Wednesday, September 25, 2013

The biggest project I have ever taken on.

So I find myself showing people crappy photos of this on my phone a lot, so I thought that I would just post here.

Amy moved her business out of the house over a year ago. We were out of space and it was driving me nuts. She rented a store front in a neighborhood a few miles away. Paying rent is for suckers, so when I saw a building that we could potentially afford we pursued it.

This is the dump that we bought. It is on the other side of our neighborhood, would hold value and could work. We bought it knowing that we had to put a roof on and do some other work. Not ideal, but better than renting a similarly crappy place further away.




So we thought we would get rid of the flat roof and put a new sloped roof on. That shouldnt be a big deal, right? In order to get a building permit, we needed the use code to be changed. It was  zoned commercial grocery, meaning that we could use it as a grocery store. To use it as anything else besides a house, we needed to go in front of the zoning board, or just move in and use it and never get a building permit, which is what people had done for decades.




Multiple trips to the office downtown (they dont answer phones or email...) we end up with an engineers drawing of what we needed.
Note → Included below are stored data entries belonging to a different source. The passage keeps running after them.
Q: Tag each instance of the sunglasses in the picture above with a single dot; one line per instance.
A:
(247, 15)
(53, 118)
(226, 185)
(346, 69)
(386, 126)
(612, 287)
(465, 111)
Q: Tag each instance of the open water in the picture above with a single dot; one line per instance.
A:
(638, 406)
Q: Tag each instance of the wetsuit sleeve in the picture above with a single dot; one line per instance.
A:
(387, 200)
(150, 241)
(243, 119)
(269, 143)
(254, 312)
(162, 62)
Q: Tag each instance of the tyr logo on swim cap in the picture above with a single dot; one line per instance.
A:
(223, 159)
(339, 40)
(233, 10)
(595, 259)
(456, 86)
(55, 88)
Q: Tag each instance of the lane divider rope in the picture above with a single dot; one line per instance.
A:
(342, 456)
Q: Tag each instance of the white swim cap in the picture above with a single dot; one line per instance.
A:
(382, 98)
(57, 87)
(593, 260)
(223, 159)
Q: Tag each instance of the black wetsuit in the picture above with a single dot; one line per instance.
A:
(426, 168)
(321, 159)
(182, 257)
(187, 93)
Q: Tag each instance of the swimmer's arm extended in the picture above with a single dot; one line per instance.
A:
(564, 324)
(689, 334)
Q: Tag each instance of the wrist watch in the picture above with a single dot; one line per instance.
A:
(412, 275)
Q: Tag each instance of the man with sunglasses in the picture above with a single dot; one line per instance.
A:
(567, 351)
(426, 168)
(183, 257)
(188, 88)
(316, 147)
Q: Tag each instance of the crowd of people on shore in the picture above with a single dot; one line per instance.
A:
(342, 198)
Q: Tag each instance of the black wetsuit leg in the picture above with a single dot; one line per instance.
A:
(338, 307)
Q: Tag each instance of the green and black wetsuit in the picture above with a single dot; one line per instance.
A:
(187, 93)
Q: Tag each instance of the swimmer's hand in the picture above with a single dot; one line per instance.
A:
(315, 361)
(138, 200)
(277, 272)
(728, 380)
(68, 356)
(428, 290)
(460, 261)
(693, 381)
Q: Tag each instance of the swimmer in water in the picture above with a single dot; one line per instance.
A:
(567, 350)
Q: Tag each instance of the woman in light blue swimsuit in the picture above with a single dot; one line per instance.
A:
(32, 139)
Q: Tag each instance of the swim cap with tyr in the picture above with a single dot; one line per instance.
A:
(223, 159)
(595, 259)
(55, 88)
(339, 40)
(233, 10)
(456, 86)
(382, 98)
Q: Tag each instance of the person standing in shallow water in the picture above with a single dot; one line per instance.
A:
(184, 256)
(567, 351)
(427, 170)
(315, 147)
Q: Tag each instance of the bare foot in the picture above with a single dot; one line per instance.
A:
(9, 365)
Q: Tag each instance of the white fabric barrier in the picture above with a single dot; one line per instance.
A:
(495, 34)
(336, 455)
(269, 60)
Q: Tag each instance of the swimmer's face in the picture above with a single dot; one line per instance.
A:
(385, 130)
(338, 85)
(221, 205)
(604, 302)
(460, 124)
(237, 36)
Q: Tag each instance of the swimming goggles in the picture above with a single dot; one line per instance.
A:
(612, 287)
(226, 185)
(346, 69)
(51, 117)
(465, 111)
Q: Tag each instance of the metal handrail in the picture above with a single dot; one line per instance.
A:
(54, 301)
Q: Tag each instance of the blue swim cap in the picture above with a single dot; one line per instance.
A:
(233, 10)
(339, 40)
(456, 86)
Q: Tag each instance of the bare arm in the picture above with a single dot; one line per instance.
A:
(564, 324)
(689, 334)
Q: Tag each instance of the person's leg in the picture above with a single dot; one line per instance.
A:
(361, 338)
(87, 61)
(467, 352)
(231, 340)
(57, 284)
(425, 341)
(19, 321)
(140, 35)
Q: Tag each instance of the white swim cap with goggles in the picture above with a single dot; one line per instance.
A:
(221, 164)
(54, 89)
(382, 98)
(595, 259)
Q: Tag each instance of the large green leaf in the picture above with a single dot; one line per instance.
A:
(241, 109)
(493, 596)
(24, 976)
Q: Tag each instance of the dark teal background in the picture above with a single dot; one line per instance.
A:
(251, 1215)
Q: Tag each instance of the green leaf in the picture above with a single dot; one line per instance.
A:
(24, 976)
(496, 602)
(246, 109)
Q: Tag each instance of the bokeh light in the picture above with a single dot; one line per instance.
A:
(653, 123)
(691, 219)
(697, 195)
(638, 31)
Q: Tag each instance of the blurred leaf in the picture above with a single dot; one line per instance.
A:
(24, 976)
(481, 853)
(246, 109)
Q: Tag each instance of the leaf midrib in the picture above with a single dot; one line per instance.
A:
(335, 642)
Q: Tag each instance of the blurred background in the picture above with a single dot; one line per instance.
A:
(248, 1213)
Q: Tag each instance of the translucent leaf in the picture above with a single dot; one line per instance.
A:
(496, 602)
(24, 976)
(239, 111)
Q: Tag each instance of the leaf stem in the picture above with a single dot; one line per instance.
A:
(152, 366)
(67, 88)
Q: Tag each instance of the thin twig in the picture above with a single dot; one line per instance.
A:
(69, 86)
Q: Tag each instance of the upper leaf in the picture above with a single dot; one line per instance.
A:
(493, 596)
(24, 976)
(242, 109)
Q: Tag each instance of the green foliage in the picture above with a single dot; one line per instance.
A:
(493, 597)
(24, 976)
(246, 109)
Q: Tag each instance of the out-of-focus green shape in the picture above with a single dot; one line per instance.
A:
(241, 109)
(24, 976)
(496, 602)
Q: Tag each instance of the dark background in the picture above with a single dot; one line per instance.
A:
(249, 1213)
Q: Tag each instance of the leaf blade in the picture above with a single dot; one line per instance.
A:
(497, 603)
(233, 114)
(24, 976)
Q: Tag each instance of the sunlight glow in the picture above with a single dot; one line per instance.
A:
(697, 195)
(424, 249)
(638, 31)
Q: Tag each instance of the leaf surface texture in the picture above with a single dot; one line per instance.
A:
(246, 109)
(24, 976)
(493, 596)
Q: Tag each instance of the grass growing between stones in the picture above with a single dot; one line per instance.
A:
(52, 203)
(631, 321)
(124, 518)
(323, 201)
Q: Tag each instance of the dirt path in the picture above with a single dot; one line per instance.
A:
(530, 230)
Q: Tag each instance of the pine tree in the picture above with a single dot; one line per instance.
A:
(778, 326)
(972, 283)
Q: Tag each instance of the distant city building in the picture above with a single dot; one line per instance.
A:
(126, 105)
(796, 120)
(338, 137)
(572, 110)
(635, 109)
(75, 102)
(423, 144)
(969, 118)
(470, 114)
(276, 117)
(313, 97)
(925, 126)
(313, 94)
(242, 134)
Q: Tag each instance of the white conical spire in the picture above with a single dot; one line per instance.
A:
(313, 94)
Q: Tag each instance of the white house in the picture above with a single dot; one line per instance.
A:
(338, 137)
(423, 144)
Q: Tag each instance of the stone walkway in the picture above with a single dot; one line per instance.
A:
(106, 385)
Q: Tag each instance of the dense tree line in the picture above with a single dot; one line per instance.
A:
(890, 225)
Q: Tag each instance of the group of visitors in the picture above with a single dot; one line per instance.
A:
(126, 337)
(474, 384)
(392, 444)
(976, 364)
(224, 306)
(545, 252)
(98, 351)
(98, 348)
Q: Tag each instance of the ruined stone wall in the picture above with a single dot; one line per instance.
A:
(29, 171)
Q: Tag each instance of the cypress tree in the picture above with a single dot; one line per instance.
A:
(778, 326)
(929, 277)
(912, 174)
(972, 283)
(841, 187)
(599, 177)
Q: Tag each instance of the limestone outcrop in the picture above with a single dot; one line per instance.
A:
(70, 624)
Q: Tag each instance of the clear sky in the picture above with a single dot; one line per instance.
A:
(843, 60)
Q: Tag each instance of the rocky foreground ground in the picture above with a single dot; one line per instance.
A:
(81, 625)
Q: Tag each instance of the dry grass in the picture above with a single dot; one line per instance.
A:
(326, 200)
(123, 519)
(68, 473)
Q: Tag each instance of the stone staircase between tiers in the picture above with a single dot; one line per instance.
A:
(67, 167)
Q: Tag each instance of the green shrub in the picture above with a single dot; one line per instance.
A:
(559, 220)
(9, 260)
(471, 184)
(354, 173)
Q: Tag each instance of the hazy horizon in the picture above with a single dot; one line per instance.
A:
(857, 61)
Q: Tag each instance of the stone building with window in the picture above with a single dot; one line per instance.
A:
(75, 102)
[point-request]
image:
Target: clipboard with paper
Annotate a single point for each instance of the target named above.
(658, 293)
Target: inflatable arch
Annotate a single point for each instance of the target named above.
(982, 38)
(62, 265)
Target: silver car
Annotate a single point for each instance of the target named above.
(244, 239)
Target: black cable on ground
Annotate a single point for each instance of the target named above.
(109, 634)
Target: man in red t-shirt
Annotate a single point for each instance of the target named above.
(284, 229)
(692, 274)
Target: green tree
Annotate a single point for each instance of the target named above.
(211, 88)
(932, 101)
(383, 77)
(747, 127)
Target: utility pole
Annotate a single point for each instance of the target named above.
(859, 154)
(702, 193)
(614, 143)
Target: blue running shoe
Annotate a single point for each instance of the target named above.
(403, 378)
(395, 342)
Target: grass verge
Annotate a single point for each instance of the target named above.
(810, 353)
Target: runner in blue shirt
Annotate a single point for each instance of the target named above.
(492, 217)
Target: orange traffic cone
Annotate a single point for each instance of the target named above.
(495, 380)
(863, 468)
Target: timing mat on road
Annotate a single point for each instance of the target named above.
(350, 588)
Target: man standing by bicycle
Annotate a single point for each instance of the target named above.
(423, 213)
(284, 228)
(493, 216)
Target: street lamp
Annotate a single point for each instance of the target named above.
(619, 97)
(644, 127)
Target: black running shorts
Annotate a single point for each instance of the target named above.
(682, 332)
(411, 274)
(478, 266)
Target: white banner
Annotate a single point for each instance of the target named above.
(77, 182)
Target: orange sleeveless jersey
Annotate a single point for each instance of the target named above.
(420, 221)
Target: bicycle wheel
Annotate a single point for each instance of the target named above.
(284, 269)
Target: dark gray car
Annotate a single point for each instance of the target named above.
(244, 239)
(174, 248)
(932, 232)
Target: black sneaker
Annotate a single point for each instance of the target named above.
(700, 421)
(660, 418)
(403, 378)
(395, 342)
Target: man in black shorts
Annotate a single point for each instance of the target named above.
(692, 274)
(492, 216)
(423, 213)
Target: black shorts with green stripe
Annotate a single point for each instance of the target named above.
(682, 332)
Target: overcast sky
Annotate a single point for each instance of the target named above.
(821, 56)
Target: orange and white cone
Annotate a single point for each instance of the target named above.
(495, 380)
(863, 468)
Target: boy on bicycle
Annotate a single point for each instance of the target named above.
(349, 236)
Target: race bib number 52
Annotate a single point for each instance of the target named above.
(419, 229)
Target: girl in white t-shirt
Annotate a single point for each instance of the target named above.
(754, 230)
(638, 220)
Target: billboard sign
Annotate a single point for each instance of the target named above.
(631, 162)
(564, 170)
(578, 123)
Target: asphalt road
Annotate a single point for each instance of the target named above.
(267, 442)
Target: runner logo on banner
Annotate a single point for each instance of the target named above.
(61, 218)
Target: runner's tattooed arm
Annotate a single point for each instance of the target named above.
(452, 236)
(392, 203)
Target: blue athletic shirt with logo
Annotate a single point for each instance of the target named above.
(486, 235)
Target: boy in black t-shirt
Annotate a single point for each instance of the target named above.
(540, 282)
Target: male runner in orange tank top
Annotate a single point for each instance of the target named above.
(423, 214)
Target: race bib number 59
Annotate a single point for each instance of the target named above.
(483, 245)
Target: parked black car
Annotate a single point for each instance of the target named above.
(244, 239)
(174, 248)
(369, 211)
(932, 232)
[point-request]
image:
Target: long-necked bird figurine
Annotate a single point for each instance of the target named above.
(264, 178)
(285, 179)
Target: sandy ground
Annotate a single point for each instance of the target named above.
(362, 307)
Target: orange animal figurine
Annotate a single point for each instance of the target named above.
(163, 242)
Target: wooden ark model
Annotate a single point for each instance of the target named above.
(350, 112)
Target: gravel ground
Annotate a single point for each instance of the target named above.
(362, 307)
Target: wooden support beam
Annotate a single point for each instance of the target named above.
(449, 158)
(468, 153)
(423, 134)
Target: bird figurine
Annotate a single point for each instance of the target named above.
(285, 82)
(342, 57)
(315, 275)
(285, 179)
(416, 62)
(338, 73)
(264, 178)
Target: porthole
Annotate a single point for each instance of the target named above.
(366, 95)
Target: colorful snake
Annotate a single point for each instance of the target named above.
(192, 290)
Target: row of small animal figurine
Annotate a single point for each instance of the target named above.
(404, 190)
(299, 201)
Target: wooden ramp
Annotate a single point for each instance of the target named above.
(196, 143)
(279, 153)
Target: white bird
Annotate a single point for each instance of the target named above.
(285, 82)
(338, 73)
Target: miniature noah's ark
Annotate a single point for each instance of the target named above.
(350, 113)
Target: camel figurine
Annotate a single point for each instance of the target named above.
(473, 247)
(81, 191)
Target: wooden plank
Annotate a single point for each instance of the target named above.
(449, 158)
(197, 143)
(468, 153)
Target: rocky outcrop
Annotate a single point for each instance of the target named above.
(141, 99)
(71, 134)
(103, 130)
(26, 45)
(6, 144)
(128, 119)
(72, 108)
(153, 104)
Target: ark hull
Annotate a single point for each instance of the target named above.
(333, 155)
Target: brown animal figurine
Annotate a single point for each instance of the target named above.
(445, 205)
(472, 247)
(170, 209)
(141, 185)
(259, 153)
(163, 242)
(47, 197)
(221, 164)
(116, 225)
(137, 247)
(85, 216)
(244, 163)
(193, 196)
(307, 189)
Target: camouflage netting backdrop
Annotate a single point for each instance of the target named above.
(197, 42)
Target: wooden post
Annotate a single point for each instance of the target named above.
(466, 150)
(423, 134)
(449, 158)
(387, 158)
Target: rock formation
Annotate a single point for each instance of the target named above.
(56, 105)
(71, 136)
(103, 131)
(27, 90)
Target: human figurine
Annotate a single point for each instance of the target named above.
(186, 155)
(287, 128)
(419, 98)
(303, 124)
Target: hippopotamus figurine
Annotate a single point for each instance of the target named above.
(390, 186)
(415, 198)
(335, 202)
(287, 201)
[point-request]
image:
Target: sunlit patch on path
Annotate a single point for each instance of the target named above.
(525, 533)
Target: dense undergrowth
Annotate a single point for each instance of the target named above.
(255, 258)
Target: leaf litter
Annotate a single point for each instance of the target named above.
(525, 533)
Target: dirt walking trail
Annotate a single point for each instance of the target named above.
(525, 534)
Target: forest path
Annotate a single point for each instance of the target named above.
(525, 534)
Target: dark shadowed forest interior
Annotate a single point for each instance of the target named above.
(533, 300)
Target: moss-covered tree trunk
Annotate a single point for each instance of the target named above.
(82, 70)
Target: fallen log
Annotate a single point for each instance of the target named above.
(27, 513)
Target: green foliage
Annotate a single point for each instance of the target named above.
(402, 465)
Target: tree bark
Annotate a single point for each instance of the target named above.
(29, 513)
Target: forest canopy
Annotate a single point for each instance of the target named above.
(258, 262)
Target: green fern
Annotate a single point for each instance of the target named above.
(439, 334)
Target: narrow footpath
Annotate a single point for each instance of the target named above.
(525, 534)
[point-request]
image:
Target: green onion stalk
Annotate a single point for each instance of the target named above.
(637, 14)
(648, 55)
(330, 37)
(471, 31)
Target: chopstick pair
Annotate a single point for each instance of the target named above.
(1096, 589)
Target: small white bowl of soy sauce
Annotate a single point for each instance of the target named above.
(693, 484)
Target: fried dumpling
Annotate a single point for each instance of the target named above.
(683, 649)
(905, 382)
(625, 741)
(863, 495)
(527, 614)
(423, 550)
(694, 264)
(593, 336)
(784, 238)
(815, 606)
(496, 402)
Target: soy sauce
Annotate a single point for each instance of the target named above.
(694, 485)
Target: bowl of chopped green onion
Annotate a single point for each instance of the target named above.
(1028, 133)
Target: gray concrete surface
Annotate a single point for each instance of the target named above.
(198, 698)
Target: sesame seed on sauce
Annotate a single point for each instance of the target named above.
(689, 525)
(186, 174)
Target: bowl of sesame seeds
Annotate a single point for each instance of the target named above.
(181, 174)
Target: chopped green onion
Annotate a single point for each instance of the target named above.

That drawing surprisingly costs a lot of money. Also the engineer downtown says that doing what we want to do is "new construction" and we have to abide by new construction commercial codes.
This is what happens when framers find  out that it is new construction. They tore the old frame building down and left the toilet. They used the toilet. No seriously. Also at this point we did not have a building permit, or a change of use. We basically went from having a very small asset to a very large liability. Fun.

This is gnarly yinzer dudes framing a building.






The framing went crazy fast. This gave us some delusion that it would be a quick process. Everything was behind schedule and over budget. If you have children, send them to trade school.




Finally the inside mostly done. We redid the cement floors, added a door and did some trim. Our friend Matt did the shelves. They are huge. That wall is 16' high.

 
 Blurry photo of the shelves and the desk. Looks pretty sick. Matt was so into this, it was really crazy how he built each box, and then mounted them one by one. He left a small gap between them to create that  dark line.

  
 Matt and super fast bike racer Mark Nicol collaborated on making a library ladder here.  It is on a track and moves side to side. Seems easy until I tell you that the floor is like 4" out of line. In the middle there is a ball joint that acts as suspension and allows it to move around to make up for the floor not being level. Pretty smart.

Finally, this is it. We did metal siding and big windows. There is so much natural light inside, it is crazy. There are 4 skylights and those big windows.  Pretty cool.

Google tags: Lawrenceville Pittsburgh 15201 art studio metal sales metal siding garbella studio screenprinting studio  custom shelves  library ladder  DIY library ladder 


2 comments:

Anonymous said...

The photo with the empty shelves makes it look like a lego store.

Seriously tho, that is rad. Happy for you guys. I need to get up there and by me some more garbella schwag one of these days.

Sean

ryanmgotch said...

fantastic. congrats on a job well done.